Background: Thyroid eye disease (TED) is a potentially disfiguring and sight-threatening autoimmune (AI) orbitopathy, affecting up to 400,000 people in the UK. There are no accurate early predictors of TED severity. Although polyautoimmunity has been shown to affect AI disease severity, its influence on TED severity has never been investigated. The prevalence of polyautoimmunity among TED patients is also unclear, with discordant results reported in the literature. This study evaluates the prevalence of non-thyroid/"other" AI (OAI) conditions in an ethnically diverse TED cohort and assesses how polyautoimmunity affects TED severity and activity.
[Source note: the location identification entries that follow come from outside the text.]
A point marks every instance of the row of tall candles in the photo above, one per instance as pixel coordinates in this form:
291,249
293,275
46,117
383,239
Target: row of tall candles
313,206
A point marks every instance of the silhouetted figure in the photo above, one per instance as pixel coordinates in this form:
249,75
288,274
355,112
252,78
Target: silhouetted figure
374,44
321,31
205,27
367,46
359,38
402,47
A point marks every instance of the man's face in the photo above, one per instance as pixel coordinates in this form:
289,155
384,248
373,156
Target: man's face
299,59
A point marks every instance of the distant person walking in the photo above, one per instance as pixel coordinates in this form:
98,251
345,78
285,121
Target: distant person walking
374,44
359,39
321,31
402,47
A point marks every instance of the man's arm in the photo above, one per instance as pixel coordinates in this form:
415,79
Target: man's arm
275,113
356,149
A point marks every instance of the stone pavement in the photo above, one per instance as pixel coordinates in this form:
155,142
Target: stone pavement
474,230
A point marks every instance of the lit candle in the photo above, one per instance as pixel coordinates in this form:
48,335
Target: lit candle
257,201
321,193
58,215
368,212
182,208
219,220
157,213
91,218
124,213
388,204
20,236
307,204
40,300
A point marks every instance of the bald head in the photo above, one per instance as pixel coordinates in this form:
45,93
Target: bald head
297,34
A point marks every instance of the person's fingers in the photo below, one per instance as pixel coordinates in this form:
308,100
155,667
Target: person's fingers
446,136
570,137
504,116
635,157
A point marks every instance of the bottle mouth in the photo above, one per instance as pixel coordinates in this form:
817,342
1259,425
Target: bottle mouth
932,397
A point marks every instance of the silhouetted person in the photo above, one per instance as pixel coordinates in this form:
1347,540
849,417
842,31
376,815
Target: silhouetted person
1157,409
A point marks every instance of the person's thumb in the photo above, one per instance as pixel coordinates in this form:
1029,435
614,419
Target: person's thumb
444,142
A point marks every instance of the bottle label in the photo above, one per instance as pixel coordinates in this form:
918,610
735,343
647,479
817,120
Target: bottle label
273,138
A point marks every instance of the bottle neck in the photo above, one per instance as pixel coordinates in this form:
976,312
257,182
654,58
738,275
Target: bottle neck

Methods: A retrospective study of patients presenting to multidisciplinary TED clinics across three North-West London hospitals between 2011 and 2019. Data collected included: 1) demographics; 2) OAI conditions and management; 3) endocrine management of thyroid dysfunction; 4) details of TED and clinical activity score at presentation.
Results: Two hundred and sixty-seven patients with a median age of 46 (35-54) years were included, 79.4% were female and 55% were Black, Asian and minority ethnic (BAME). Thirty-seven patients (13.9%) had OAI conditions, with rheumatoid arthritis (3.7%), vitiligo (3.0%) and psoriasis (3.0%) among the most prevalent. Of patients with OAI conditions, 43.2% (16/37) required immunosuppression prior to TED onset. Non-immunosuppressed patients with OAI conditions had a significantly higher clinical activity score at presentation than TED-only and previously immunosuppressed patients (p=0.02). No significant differences were observed in thyroid receptor antibody titers between these groups.
Conclusions: This study finds a 13.9% prevalence of OAI conditions among TED patients. Patients with OAI conditions overall have a tendency for more severe and significantly more clinically active TED than those without OAI conditions. Larger, prospective studies are warranted to further evaluate polyautoimmunity as an early predictor of TED severity.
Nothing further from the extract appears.